4,287140,non-fiction


Для обучения рекомендательных алгоритмов нужны только айдишники пользователя и товара, оценка и дата. Приведу их названия к унифицированному виду для дальнейшего удобства.

In [9]:
if DATA_LABEL=="goodreads":
    colnames_ratings_map={"book_id": "item_id", "date_updated": "timestamp"}
    colnames_features_map={"genres": "features"}
elif DATA_LABEL=="kinopoisk":
    colnames_ratings_map={"movie_id": "item_id", "time": "timestamp", "score": "rating"}
    colnames_features_map={"id": "item_id", "genre": "features"}

In [10]:
ratings.rename(columns=colnames_ratings_map, inplace=True)
features.rename(columns=colnames_features_map, inplace=True)

Удостоверюсь, что в данных будут только айтемы с признаками.
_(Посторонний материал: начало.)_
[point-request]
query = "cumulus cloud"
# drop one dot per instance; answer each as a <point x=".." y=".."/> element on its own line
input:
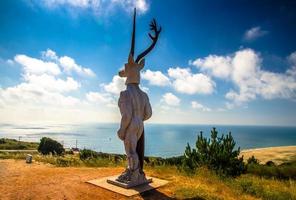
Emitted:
<point x="49" y="54"/>
<point x="42" y="83"/>
<point x="155" y="78"/>
<point x="184" y="81"/>
<point x="244" y="70"/>
<point x="69" y="65"/>
<point x="97" y="6"/>
<point x="170" y="99"/>
<point x="48" y="93"/>
<point x="100" y="98"/>
<point x="115" y="86"/>
<point x="254" y="33"/>
<point x="196" y="105"/>
<point x="37" y="66"/>
<point x="209" y="64"/>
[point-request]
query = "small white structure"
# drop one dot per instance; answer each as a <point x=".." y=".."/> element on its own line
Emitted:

Уберу из датасета с признаками айтемы без признаков.

In [11]:
features=features[~features.features.isna()]

In [12]:
if DATA_LABEL=="kinopoisk":
    features.loc[:, "features"]=features.features.apply(lambda x: "|".join(eval(x)))
else:
    features.loc[:, "features"]=features.features.apply(lambda x: "|".join(x.split(", ")))

In [13]:
features.head()

Unnamed: 0,item_id,features
0,5333265,history|historical fiction|biography
1,1333909,fiction|history|historical fiction|biography
2,7327624,fantasy|paranormal|fiction|mystery|thriller|cr...
3,6066819,fiction|romance|mystery|thriller|crime
4,287140,non-fiction


In [14]:
features=features[features.features!=""]

Уберу интеракции, где признаков нет.

In [15]:
ratings=ratings[ratings.item_id.isin(features.item_id)&ratings.rating!=0]

Трансформирую дату к корректному виду.

In [19]:
if DATA_LABEL=="goodreads":
    utc=True
    unit=None
elif DATA_LABEL=="kinopoisk":
    utc=None
    unit="s"

In [20]:
ratings.loc[:, "timestamp"]=pd.to_datetime(ratings.loc[:, "timestamp"], unit=unit, utc=utc)

In [21]:
ratings.head()

Unnamed: 0,item_id,timestamp,rating,user_id
0,18245960,2017-08-30 07:00:26+00:00,5,8842281e1d1347389f2ab93d60773d4d
1,5577844,2014-10-01 07:31:56+00:00,5,8842281e1d1347389f2ab93d60773d4d
2,17315048,2017-03-22 18:33:10+00:00,5,8842281e1d1347389f2ab93d60773d4d
4,13239822,2017-03-22 18:32:20+00:00,3,8842281e1d1347389f2ab93d60773d4d
5,62291,2017-03-22 18:47:02+00:00,5,8842281e1d1347389f2ab93d60773d4d


In [22]:
if DATA_LABEL=="kinopoisk":
    ratings=ratings[ratings.timestamp.dt.year >= 2020]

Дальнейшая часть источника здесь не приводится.